Потом, спустя три недели после Нового года, школьные занятия прекратились на год, а у Кодзо начался предэкзаменационный ад — сикэн дзигоку, — круглосуточное суровое натаскивание.

Чтобы Кодзо мог интенсивно заниматься, мисс Ёсида отделила для него часть квартиры. И вот, однажды утром...

Плечи мисс Ёсиды задрожали, ее громкие рыдания, доносившиеся из миниатюрного садика, заглушали шорох листьев и мелодичные звуки крошечного водопада, разбивающегося о гладкие, цвета охры, камни.

“Нет! — кричал голос внутри нее. — Зачем снова мучить себя? Зачем заставлять себя помнить?”

Но она знала зачем. Раскаяние. Слезы беззвучно катились по ее округлым щекам, покрывали пятнами шелковую блузку и, словно бусинки, усеивали льняной пиджак ее костюма.

О Будда!
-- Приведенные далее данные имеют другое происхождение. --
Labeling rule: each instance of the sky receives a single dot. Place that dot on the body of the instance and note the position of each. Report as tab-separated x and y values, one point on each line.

Как могу я забыть минуту, когда в то утро вошла в его комнату и увидела, как сын висит на скрученной в петлю простыне, а маленькая табуретка лежит, отброшенная, рядом. Он раскачивался взад и вперед, как чудовищный маятник. И эта легкая загадочная улыбка на его губах... О Господи, вот так же он улыбался, когда был ребенком и мирно спал в своей кроватке. А простыней он должен был обернуть себе ноги, ноги — а не шею.

О, бедный мой Кодзо!

Через три месяца после того, как мисс Ёсида похоронила сына рядом с его отцом, она прочла в газете статью профессора Сойти Ватанабэ из токийского университета “София”. Он, в частности, сокрушался по поводу “горького рабства образования”, через которое вынуждены пройти дети, и “этого приговора не может избежать ни один ребенок”. И она плакала вновь и вновь, потрясенная тем, что ей не хватило понимания и сочувствия.

С самого момента рождения сына она лепила из Кодзо то, что хотела. И теперь понимала, что никогда не было у нее ясного представления о сыне как о личности. Более того, он всегда был как бы ее продолжением. По правде говоря, самым важным для мисс Ёсиды. Но все же только частью ее самой.

А сейчас, сжав голову руками, она тихо раскачивалась, стоя на коленях, и лила горькие слезы, полные тоски и злой жалости к самой себе.

Вот так и отыскала ее смерть, обрушившись из тьмы на ее тело, — чей-то призрачный, черный, как ночь, палец, который, казалось, возник из ниоткуда, прошелся по ее склоненной спине, словно разрезая складки льняного жакета и саму мисс Ёсиду, как нож, погруженный в масло.